Inteligência de fontes abertas ajuda a identificar padrões de aliciamento digital usados por redes de tráfico humano
O tráfico humano, considerado um dos crimes mais complexos e lucrativos do mundo, tem encontrado no ambiente digital um novo espaço de atuação. Um levantamento da Apura Cyber Intelligence, empresa brasileira de tecnologias e inteligência para segurança digital, mostra que o aliciamento de vítimas começa antes do deslocamento físico, por meio de estratégias estruturadas de recrutamento que exploram vulnerabilidades emocionais e sociais.
Intitulado “Inteligência de fontes abertas salvando vidas no enfrentamento ao tráfico humano; como identificar redes de aliciamento antes do embarque”, o estudo foi apresentado em 2026 durante o evento Investigation in Perspective, realizado no Consulado dos Estados Unidos em São Paulo.

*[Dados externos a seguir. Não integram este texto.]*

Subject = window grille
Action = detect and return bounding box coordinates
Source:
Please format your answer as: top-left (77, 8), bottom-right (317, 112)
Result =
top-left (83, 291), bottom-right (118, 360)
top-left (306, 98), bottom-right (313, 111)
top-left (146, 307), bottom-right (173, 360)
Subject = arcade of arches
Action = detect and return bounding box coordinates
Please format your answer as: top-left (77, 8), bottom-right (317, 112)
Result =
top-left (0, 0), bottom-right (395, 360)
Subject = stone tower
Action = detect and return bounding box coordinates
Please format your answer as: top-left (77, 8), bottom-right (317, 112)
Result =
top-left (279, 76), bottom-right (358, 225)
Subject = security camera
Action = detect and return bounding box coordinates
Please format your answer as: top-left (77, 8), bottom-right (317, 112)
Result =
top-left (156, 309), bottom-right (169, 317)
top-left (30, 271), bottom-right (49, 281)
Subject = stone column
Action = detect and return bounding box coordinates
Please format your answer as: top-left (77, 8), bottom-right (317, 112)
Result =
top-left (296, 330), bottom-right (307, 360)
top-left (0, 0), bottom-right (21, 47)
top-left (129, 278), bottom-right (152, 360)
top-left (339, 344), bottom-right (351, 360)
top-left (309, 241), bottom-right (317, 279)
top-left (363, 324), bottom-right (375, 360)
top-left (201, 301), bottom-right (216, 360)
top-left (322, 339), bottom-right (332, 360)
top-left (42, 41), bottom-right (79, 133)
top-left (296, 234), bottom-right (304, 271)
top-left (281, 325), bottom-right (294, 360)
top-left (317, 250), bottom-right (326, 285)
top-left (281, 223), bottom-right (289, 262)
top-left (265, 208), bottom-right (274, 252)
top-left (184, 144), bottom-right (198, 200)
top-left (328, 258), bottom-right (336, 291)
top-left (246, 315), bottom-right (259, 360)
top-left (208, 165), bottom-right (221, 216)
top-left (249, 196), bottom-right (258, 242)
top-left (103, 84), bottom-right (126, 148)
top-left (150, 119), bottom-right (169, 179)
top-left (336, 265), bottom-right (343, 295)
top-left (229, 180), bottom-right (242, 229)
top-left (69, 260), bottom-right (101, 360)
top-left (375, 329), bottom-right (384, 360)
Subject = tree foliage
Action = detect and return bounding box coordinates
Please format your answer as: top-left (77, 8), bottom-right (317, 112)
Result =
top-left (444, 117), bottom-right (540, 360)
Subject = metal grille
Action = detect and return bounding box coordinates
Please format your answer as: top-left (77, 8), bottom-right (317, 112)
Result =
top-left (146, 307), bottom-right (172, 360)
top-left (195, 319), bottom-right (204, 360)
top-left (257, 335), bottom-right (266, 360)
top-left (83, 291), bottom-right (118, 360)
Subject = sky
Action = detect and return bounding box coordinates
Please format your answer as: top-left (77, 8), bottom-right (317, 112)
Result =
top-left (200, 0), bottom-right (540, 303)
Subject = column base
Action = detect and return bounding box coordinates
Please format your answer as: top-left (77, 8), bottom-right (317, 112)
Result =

“O tráfico humano não começa na fronteira. Ele começa no ambiente digital. É ali que essas redes atuam, usando anúncios, mensagens privadas e promessas para atrair vítimas, explorando fragilidades sociais e reduzindo a capacidade de reação“, explica Pollyne Zunino, subcoordenadora do Swat Team da Apura.
Segundo a especialista, o uso de técnicas de OSINT (Open Source Intelligence) permite analisar informações públicas disponíveis na internet e identificar padrões de comportamento de grupos criminosos. A metodologia aplica uma inteligência que envolve a coleta e correlação de dados em fóruns, redes sociais e aplicativos de mensagem, possibilitando a identificação de sinais de recrutamento ainda nas etapas iniciais.
“Se o recrutamento acontece de forma aberta no ambiente digital, também é possível identificar esses padrões com antecedência e agir antes que o dano aconteça”, defende Pollyne.
Recrutamento digital segue padrões identificáveis
Durante o monitoramento de anúncios publicados em redes sociais, a equipe da Apura identificou características recorrentes nas abordagens utilizadas por redes criminosas. Entre elas estão a segmentação de públicos específicos, promessas de ganhos financeiros elevados, facilidades para entrada em países de destino e mensagens direcionadas a determinados perfis, incluindo brasileiros.
A análise também identificou a repetição de estruturas de comunicação em diferentes grupos, com pequenas alterações no conteúdo.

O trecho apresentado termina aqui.